A hero? Lark covered her mouth to force back a laugh, then readjusted the basket on her back, saying solemnly, “I’ll take him, Da. I’ll show him the totems.”
“And back before sunset?” Redman said.
She nodded. Then she reached out and took Foxbrush’s hand. “Come!”
With a hesitant look back over his shoulder (which the tall basket made difficult), Foxbrush followed the ginger-haired girl down the hill from the Eldest’s House to the jungle.
Three days had passed since Foxbrush had made his wild escape attempt. Three days during which he had learned how to tie on a pair of trousers made from animal hide, how to wrap his feet in hide to protect his tender soles, how to eat by pulling meat from the bone with his teeth, and how to sleep with nameless creatures eating, breeding, birthing, and dying in the thatched ceiling above his head.
Three days of nightmare. Then this morning dawned, and Redman (who’d spent the previous two days repairing the wall Foxbrush damaged) announced that the time had come for Foxbrush to earn his keep.
Lark led him by the hand as the green of the jungle canopy closed over their heads. Daylight rendered the shadows no less ominous than they had seemed three nights ago. The path was narrow and roots trailed over it in treacherous twists, ready to trip up the unwary. Great fronds reached out to caress Foxbrush’s cheek, and these dripped with wetness from the rain fallen the night before.
Eyes watched their every move.
Foxbrush fixed his gaze on the little girl before him, the least threatening sight in his field of vision. Her red hair was shiny with grease, but he had already ceased to smell the body odor of her or any other member of the village. The senses can only stand so much, after all. Besides, he knew he would very soon smell as ripe as any of them.
Light of Lumé! He needed to get out of this place!
He closed his eyes for a few paces and let the coos and caws and shrieks of life surrounding him swallow up that thought. He couldn’t leave. Not without Daylily.

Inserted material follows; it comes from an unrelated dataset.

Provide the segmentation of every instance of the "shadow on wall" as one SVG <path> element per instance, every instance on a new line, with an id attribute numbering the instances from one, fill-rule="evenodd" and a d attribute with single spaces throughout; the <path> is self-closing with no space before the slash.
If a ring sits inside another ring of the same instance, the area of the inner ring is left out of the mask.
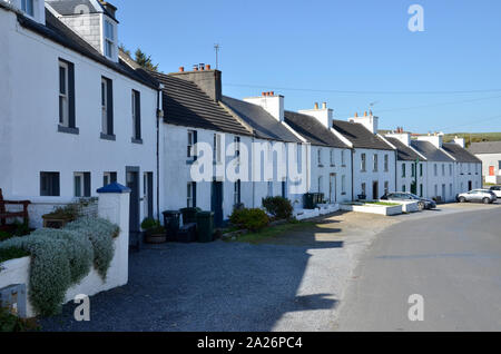
<path id="1" fill-rule="evenodd" d="M 320 223 L 277 237 L 273 245 L 150 247 L 130 256 L 127 286 L 90 299 L 90 322 L 77 323 L 75 305 L 67 305 L 61 316 L 45 319 L 42 326 L 45 331 L 271 331 L 287 313 L 337 305 L 333 294 L 297 294 L 310 252 L 343 247 L 334 239 L 338 232 Z"/>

When he opened his eyes, Lark was looking up at him with an oddly solemn expression.
“We are nearing the first totem,” she said.

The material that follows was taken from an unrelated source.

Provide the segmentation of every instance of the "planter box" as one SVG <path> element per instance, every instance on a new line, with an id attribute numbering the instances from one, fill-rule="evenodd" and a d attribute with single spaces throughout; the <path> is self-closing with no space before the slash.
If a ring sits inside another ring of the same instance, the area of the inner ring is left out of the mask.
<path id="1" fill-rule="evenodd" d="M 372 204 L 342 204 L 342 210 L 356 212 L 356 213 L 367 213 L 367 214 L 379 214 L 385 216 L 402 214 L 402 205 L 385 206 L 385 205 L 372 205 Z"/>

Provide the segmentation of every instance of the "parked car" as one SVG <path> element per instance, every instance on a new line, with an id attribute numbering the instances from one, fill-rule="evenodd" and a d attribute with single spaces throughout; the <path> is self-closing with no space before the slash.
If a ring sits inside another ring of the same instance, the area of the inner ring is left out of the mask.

Foxbrush blinked with surprise. Her accent was strong, the cadence a little strange. Nevertheless, it was unmistakably a variation on the Southlander Foxbrush knew. He frowned at her. “Did I just . . . I understood you just now, didn’t I.”
Lark grinned back, pleased by his reaction. “I speak Northerner as well as my da, better than my ma. My sisters are still learning, so Da and Ma speak in Da’s tongue when they do not want the little ones to know what they say. But I am the oldest. I know.” The gleam in her eye vanished suddenly, and she dropped her gaze, softly repeating, “I know.” She put a finger to her lips then. “We approach the first totem. You must be quiet.”
“But how do you—”
“Hush!”
Her reprimand was enough to freeze Foxbrush’s tongue in his mouth. At a sign from her, he stayed put, watching as she continued up the path, pushing overhanging branches from her way. Soon he could see only the top of her bright head.
Then he heard her small voice calling (though he did not understand the words): “Crookjaw, restless one, little nimble fingers!”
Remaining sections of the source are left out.